Wikipedia tells author he isn't a credible source on book he wrote - ChuckMcM
http://arstechnica.com/business/2012/09/wikipedia-told-philip-roth-hes-not-credible-source-on-book-he-wrote/

======
ChuckMcM
This is a great example of one of the new challenges of crowd sourced works.
Basically Wikipedia is stuck between a rock and a hard place, if they let the
Author run rampant through the article changing things, well he could lie, but
they don't and they lose relevant data.

In the "bad" case the author removes or rewrite critical commentary or errors
in their own writing, in the "good" case they correct facts (like Roth is
trying to do). But it is hard to apriori distinguish the two.

What Wikipedia is missing has been some sort of formal editorial board for
which potential editors can escalate disputes to get them resolved.
Interestingly such systems exist today as judicial systems and re-implementing
them here would seem to be motivated by the desire to get the best possible
work out.

The 'fix' points out another problem though, which is Wikipedia has a feedback
loop issue.
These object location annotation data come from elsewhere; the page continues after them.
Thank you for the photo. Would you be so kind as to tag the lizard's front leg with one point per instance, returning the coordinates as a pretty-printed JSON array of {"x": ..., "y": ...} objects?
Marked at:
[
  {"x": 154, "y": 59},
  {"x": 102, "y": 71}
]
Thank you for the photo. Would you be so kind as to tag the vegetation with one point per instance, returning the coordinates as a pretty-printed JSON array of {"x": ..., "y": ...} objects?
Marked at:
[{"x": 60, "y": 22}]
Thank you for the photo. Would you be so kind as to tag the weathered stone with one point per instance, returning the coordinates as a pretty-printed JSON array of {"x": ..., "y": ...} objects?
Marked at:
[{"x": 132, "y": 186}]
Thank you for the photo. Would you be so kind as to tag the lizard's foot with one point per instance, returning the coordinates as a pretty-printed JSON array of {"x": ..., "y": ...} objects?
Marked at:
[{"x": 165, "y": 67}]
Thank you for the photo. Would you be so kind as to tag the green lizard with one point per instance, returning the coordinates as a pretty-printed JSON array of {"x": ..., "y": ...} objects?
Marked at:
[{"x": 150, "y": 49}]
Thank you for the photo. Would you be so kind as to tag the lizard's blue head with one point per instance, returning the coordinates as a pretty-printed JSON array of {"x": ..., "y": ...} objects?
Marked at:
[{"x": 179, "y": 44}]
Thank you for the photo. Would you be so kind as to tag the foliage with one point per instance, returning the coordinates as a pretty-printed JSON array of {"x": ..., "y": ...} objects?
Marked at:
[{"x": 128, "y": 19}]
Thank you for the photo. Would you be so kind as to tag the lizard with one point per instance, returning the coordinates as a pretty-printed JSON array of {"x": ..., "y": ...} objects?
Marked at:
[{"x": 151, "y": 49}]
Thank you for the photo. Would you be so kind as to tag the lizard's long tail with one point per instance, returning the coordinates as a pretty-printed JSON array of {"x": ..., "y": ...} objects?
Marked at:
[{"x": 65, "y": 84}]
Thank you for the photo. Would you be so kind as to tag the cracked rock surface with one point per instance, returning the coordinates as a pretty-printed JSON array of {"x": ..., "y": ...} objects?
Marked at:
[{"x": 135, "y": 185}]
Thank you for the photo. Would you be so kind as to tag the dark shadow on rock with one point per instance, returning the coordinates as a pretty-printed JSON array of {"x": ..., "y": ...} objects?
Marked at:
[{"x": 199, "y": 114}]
Stories abound of things that were put into Wikipedia, contested
because they didn't have external sources, had some print publication make the
same claim (because _that_ author saw it on Wikipedia) and then validating the
original claim with that new 'source.' That is pretty messed up.

But for all of that, Wikipedia is often a great jumping off point for finding
out about something if it has a few links collected.